On 9 August, the Hamas Interior ministry, issued sweeping restrictions on journalists in Gaza forbidding the reporting of misfires killing Palestinians and instructing journalists to blame Israel. Following discussions with the Foreign Press Association, the restrictions were officially reversed by Salama Marouf, director of the government media office in Gaza. However, despite being reversed, they signal Hamas' expectations on media coverage and "could have a chilling effect on critical coverage" in Gaza .

==Diplomacy==
Egypt was reported as mediating between the sides. Egyptian media reported it was preparing to host the PIJ in Cairo on 6 August 2022. Following Egyptian mediation, a ceasefire effective from 22:00 (1900 GMT) on 7 August was agreed according to Egyptian and Palestinian sources, although Israel and the PIJ did not officially confirm this.

A UN Security Council meeting was requested by the UAE, China, France, Ireland and Norway.
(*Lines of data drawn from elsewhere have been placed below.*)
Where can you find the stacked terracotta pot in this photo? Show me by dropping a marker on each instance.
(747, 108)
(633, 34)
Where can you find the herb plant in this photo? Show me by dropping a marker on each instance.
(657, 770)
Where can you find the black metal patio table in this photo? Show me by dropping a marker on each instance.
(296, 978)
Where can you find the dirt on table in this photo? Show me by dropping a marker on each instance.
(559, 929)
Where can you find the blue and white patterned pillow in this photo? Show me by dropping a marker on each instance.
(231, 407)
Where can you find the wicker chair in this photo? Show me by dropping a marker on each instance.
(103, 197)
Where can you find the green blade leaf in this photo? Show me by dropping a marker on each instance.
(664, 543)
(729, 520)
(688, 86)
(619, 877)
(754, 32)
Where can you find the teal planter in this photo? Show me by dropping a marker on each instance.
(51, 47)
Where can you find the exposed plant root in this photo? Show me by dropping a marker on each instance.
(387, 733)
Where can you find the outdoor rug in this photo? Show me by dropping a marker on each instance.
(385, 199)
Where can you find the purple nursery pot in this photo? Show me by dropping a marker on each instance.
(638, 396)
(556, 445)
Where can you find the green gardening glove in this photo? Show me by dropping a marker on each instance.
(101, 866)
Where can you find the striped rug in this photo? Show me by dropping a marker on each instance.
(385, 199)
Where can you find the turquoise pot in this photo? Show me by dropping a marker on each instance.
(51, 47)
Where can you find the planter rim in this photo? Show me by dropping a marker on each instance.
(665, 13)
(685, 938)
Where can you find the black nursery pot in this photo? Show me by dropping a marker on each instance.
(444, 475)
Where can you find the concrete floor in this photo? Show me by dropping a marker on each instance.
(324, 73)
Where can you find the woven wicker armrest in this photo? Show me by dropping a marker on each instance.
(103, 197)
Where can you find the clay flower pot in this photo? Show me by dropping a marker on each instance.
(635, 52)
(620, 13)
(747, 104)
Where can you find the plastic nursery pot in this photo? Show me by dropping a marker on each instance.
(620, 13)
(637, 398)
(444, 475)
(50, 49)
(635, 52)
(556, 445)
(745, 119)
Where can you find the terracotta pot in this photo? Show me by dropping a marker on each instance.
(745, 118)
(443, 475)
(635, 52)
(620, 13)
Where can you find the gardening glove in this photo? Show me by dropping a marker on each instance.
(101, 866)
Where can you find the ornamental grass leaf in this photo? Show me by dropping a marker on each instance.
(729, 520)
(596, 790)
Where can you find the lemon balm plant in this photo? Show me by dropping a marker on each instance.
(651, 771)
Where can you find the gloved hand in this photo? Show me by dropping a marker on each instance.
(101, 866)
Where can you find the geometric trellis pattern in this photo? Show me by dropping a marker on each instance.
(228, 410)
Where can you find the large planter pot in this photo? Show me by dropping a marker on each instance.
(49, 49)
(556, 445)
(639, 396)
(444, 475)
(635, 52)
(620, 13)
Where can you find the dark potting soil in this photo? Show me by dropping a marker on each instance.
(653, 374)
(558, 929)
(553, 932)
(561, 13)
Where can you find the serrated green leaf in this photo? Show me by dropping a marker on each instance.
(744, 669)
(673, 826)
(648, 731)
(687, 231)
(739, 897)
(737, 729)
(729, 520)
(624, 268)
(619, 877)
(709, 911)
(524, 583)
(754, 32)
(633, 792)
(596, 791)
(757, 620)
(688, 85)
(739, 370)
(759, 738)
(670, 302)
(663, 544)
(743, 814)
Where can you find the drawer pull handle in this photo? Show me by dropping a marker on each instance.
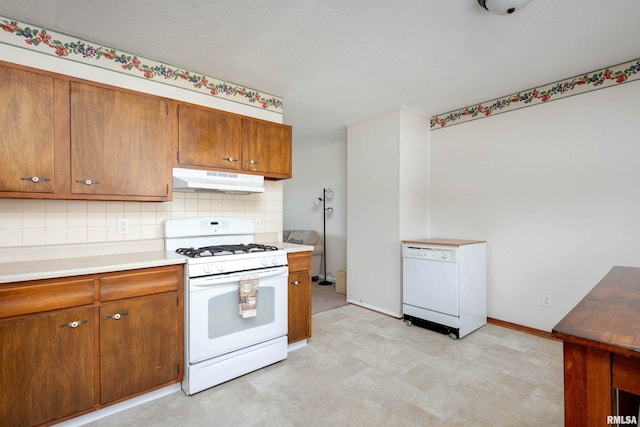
(87, 182)
(35, 179)
(116, 316)
(73, 324)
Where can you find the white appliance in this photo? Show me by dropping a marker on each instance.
(222, 341)
(444, 285)
(187, 180)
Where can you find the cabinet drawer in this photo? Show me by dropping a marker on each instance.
(32, 297)
(299, 261)
(140, 282)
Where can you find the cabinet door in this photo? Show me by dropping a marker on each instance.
(208, 138)
(46, 366)
(26, 131)
(138, 345)
(118, 143)
(299, 306)
(266, 148)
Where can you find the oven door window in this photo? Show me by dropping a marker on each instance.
(216, 328)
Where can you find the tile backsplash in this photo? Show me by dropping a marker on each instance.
(38, 222)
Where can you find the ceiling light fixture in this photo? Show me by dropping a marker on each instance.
(503, 7)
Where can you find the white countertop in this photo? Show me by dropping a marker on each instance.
(21, 271)
(291, 247)
(53, 262)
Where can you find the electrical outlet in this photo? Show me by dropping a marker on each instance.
(122, 226)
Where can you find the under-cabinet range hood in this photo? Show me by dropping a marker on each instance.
(221, 182)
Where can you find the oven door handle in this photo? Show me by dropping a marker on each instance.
(236, 276)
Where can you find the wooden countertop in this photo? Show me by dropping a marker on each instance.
(444, 242)
(609, 316)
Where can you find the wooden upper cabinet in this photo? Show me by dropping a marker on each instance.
(119, 142)
(266, 148)
(212, 139)
(208, 138)
(27, 129)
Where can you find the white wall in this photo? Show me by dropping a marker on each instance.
(388, 189)
(316, 167)
(553, 189)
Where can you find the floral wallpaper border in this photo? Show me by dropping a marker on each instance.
(606, 77)
(23, 35)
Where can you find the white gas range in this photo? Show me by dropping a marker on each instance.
(235, 299)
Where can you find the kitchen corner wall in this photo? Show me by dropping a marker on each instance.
(553, 189)
(36, 222)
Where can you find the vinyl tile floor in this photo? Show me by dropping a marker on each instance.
(362, 368)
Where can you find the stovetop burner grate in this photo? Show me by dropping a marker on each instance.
(217, 250)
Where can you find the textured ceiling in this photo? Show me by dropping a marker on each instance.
(335, 62)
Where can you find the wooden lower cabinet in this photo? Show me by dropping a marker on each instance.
(108, 337)
(46, 366)
(299, 296)
(138, 338)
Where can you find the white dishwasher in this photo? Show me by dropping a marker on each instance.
(444, 285)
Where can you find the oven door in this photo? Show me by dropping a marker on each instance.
(214, 325)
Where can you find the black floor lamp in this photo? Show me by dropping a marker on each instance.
(326, 193)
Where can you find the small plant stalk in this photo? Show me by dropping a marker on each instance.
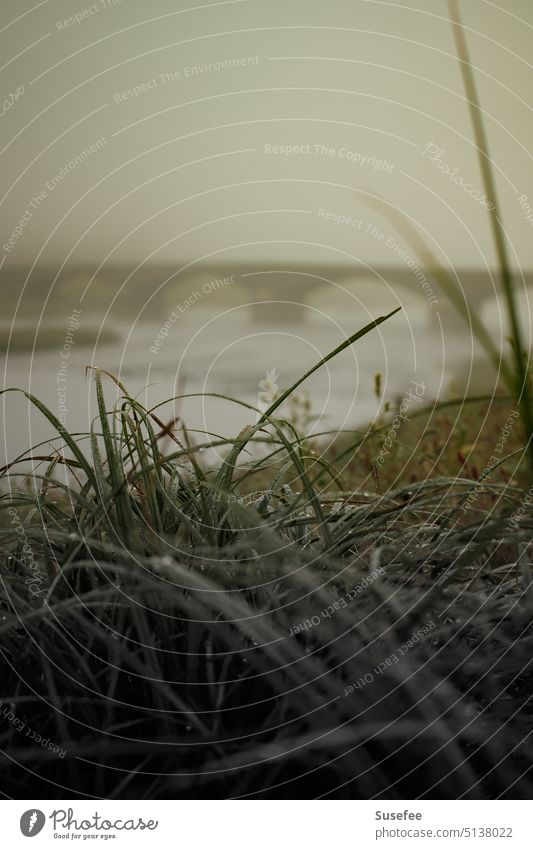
(521, 357)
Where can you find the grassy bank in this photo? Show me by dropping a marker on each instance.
(288, 624)
(21, 338)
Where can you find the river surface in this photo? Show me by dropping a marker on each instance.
(230, 355)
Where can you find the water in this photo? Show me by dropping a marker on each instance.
(230, 354)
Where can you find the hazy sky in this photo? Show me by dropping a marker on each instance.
(165, 131)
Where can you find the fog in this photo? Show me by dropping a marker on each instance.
(152, 150)
(193, 111)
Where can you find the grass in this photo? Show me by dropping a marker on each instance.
(268, 627)
(49, 338)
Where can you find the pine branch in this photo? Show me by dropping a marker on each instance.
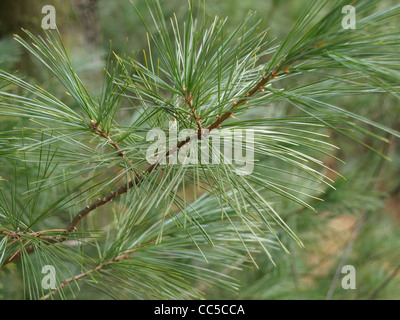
(138, 179)
(97, 269)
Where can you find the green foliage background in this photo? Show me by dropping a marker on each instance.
(371, 189)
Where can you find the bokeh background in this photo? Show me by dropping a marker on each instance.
(357, 225)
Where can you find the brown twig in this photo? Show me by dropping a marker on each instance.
(98, 269)
(139, 177)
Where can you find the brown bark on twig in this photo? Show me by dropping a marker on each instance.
(139, 177)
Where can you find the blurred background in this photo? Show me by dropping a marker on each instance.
(358, 225)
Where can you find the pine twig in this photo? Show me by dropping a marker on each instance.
(97, 269)
(139, 177)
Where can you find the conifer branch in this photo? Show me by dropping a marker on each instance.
(139, 177)
(97, 269)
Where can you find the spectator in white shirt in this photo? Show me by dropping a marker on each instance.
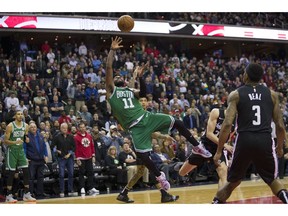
(21, 106)
(82, 49)
(51, 56)
(12, 100)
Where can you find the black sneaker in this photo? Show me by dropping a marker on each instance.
(124, 198)
(169, 198)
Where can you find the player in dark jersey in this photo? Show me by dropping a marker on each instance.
(257, 106)
(139, 122)
(165, 196)
(210, 141)
(15, 134)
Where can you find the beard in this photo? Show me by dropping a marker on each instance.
(119, 83)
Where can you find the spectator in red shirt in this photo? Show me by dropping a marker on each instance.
(45, 47)
(85, 156)
(64, 118)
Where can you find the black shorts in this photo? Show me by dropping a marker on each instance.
(258, 148)
(198, 160)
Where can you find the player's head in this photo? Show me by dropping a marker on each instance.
(119, 81)
(254, 72)
(144, 102)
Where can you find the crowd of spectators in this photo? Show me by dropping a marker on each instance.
(260, 19)
(68, 86)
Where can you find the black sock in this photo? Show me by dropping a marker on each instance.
(217, 201)
(179, 125)
(283, 195)
(124, 191)
(9, 192)
(26, 189)
(163, 192)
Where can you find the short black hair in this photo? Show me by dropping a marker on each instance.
(254, 72)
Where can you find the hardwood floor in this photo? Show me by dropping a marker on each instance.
(188, 195)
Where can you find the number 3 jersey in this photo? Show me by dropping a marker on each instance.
(255, 108)
(125, 106)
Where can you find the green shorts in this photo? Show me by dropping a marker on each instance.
(150, 123)
(15, 158)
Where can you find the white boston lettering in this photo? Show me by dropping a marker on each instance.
(254, 96)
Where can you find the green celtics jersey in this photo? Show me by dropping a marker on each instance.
(125, 106)
(17, 132)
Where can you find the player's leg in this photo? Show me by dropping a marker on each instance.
(240, 162)
(11, 162)
(123, 196)
(266, 164)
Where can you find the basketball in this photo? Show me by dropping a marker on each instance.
(125, 23)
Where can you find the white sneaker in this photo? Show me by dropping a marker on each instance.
(163, 181)
(201, 150)
(28, 198)
(10, 199)
(83, 191)
(93, 191)
(72, 194)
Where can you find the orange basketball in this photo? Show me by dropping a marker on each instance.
(125, 23)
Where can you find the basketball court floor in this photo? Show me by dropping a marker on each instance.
(249, 192)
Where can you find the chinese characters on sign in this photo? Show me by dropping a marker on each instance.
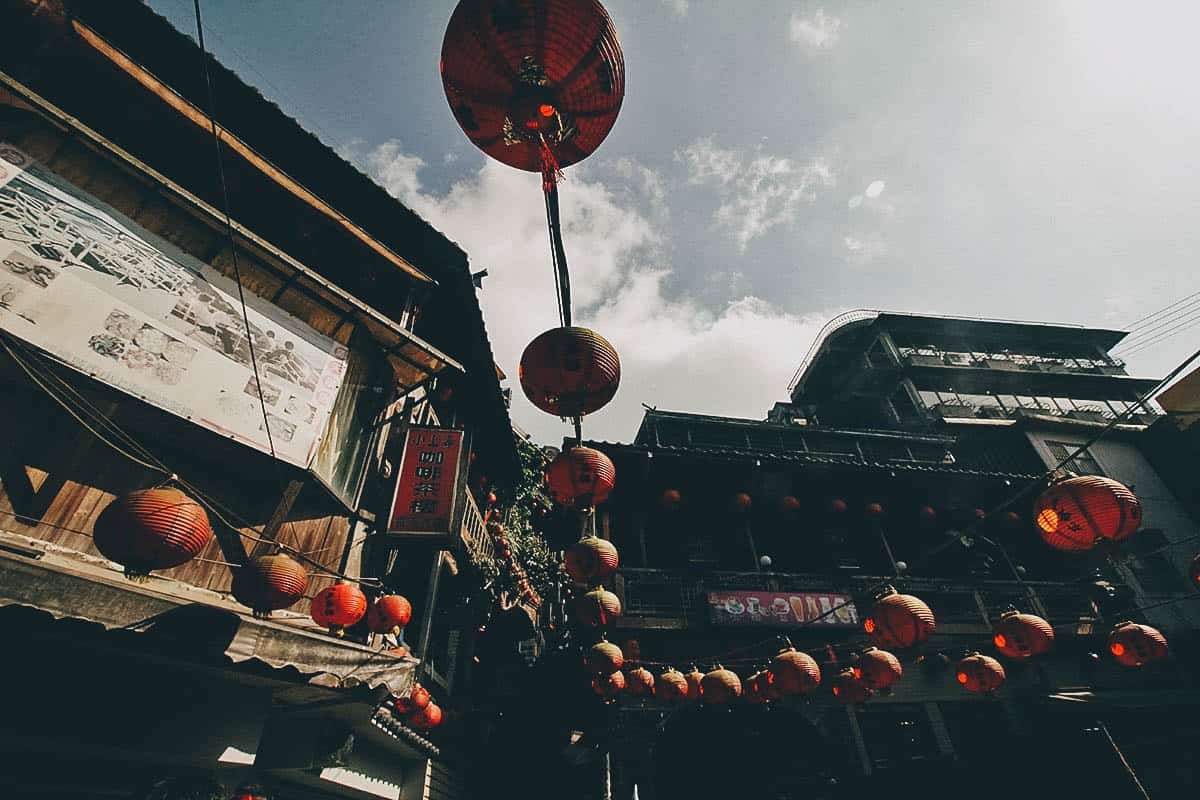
(780, 609)
(429, 479)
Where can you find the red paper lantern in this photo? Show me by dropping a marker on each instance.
(581, 477)
(417, 699)
(979, 673)
(879, 669)
(849, 689)
(720, 686)
(1137, 645)
(640, 681)
(529, 79)
(793, 672)
(569, 372)
(899, 621)
(597, 608)
(1020, 636)
(671, 499)
(605, 659)
(1072, 515)
(389, 614)
(269, 583)
(609, 686)
(671, 686)
(426, 719)
(339, 606)
(151, 529)
(591, 559)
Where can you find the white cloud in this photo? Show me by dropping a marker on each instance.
(756, 191)
(675, 353)
(817, 31)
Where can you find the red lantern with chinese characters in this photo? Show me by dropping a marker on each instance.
(979, 673)
(1137, 645)
(609, 686)
(581, 477)
(389, 614)
(671, 499)
(849, 689)
(1072, 515)
(793, 672)
(535, 84)
(720, 686)
(570, 372)
(671, 686)
(1020, 636)
(417, 699)
(269, 583)
(597, 608)
(640, 681)
(339, 606)
(605, 659)
(899, 621)
(426, 719)
(879, 669)
(151, 529)
(591, 559)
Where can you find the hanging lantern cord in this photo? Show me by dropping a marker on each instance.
(562, 277)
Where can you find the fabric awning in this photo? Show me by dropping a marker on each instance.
(190, 621)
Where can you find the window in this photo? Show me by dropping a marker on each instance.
(1084, 463)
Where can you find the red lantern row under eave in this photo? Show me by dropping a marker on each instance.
(151, 529)
(526, 77)
(1074, 513)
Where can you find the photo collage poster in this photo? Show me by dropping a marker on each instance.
(89, 286)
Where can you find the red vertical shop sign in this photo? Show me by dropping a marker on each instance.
(426, 489)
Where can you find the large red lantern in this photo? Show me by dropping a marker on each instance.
(793, 672)
(1020, 636)
(671, 686)
(533, 80)
(879, 669)
(389, 614)
(570, 372)
(849, 689)
(597, 608)
(151, 529)
(591, 559)
(609, 686)
(269, 583)
(1137, 645)
(720, 686)
(426, 719)
(1072, 515)
(899, 621)
(581, 477)
(979, 673)
(605, 657)
(415, 701)
(640, 681)
(339, 606)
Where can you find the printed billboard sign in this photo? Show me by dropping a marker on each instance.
(427, 485)
(89, 286)
(780, 609)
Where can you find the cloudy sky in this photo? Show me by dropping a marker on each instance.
(777, 163)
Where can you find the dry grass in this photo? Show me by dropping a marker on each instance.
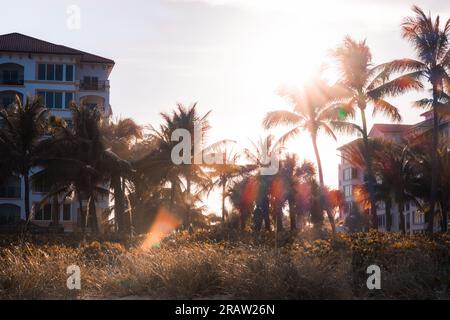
(245, 267)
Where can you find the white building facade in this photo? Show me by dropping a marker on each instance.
(351, 177)
(60, 75)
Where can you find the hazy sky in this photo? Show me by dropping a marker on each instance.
(230, 56)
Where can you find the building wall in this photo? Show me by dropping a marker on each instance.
(31, 86)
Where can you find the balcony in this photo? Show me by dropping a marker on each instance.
(94, 85)
(11, 74)
(11, 188)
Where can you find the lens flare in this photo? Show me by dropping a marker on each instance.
(164, 224)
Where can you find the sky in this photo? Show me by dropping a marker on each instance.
(230, 56)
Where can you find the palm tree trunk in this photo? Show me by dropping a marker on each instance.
(55, 211)
(388, 204)
(82, 214)
(172, 194)
(119, 207)
(319, 161)
(93, 215)
(370, 177)
(188, 200)
(26, 197)
(322, 181)
(279, 217)
(223, 202)
(434, 162)
(401, 213)
(444, 209)
(292, 215)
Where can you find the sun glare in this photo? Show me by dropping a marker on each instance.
(164, 224)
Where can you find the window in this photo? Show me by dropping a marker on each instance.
(68, 99)
(55, 72)
(40, 186)
(50, 72)
(43, 213)
(10, 76)
(59, 72)
(56, 100)
(50, 99)
(41, 72)
(67, 212)
(90, 83)
(69, 72)
(382, 221)
(11, 188)
(348, 191)
(419, 217)
(350, 174)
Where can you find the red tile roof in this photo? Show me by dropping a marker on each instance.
(16, 42)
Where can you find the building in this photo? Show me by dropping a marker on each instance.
(350, 177)
(60, 75)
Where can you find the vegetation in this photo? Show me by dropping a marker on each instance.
(247, 252)
(215, 265)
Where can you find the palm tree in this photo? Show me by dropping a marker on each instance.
(422, 160)
(431, 44)
(224, 173)
(120, 136)
(77, 162)
(263, 151)
(22, 131)
(367, 85)
(293, 177)
(393, 167)
(186, 118)
(313, 112)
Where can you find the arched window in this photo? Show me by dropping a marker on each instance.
(11, 188)
(11, 74)
(8, 98)
(9, 214)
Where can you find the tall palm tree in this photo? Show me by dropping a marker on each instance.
(189, 119)
(431, 43)
(393, 167)
(293, 177)
(22, 131)
(266, 148)
(77, 162)
(313, 111)
(224, 173)
(120, 137)
(422, 162)
(367, 85)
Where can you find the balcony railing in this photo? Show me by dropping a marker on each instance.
(10, 192)
(101, 85)
(19, 82)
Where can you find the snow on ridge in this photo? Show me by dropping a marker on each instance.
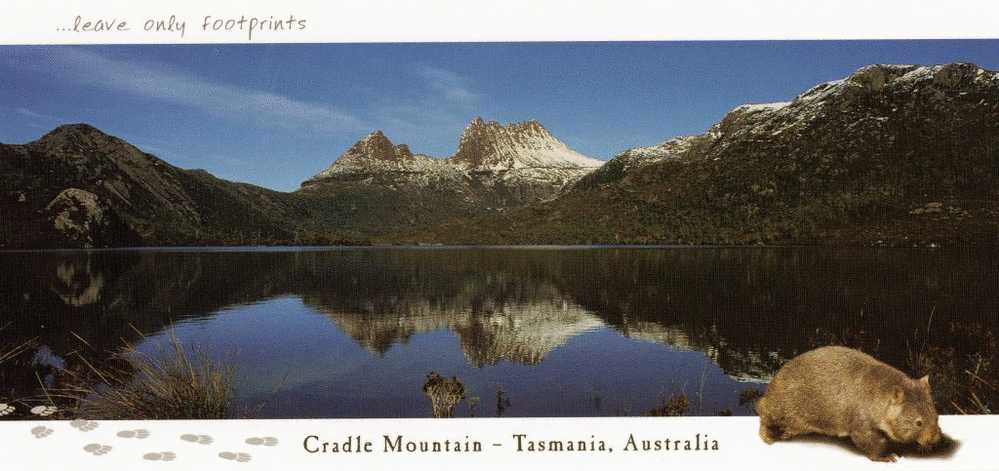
(756, 107)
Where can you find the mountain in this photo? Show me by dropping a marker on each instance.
(895, 155)
(377, 187)
(79, 187)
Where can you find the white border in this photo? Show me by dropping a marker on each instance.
(38, 21)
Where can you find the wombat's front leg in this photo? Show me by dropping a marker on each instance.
(873, 443)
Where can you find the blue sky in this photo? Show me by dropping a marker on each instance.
(274, 115)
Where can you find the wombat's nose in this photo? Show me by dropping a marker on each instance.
(928, 440)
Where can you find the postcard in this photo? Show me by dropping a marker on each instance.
(441, 235)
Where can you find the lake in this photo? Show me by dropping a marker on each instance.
(533, 331)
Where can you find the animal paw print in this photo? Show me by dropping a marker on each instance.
(97, 449)
(234, 456)
(261, 441)
(140, 434)
(83, 425)
(160, 456)
(199, 439)
(44, 411)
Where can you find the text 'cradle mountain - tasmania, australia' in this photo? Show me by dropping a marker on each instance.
(897, 155)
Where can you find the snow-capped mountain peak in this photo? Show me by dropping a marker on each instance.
(489, 145)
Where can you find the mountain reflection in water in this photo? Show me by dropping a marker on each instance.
(561, 331)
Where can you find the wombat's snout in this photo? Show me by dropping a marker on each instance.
(929, 437)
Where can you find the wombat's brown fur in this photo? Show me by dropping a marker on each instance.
(846, 393)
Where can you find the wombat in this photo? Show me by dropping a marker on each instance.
(843, 392)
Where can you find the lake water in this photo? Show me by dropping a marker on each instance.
(353, 332)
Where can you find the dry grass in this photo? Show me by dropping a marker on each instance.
(171, 385)
(444, 394)
(674, 406)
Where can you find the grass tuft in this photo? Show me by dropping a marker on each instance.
(171, 385)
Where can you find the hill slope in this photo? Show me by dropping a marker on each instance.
(891, 155)
(79, 187)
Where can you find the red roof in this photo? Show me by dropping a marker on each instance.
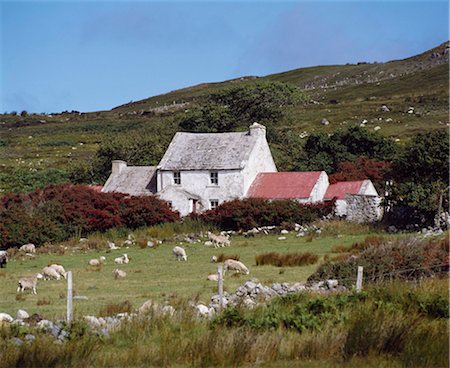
(283, 185)
(340, 189)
The security council met on 8 August, after the ceasefire, but not statement was expected to be issued after the closed-door meeting. A report to the UNSC on 8 August by Wennesland confirmed that "a ceasefire had been agreed and would come into effect at 11:30 pm on 7 August. The
ceasefire remains in place as I speak." and concluded "Ultimately, the underlying drivers of this and previous escalations remain. These cycles of violence will only cease when we achieve a political resolution of the conflict that brings an end to the occupation and the realization of a two-State solution on the basis of the 1967 lines, in line with UN resolutions, international law and previous agreements. I reiterate my call to the Israeli and Palestinian leadership, along with the international community, to strengthen diplomatic efforts to return to meaningful negotiations towards a viable two-State solution."

US President Joe Biden and the European Union welcomed the ceasefire and called for an investigation into civilian casualties. UN chief António Guterres also welcomed the ceasefire and reaffirmed the UN's commitment to the achievement of a two-state solution based on relevant United Nations resolutions.

==Possible war crimes==
On 25 October 2022, Amnesty International called for an International Criminal Court probe into possible war crimes committed by both sides. The report focused mainly the Jabalia attack that killed 7 civilians as the likely result of a rocket misfire and the killing of 5 children at a cemetery likely to have been carried out by "an Israeli guided missile fired by a drone".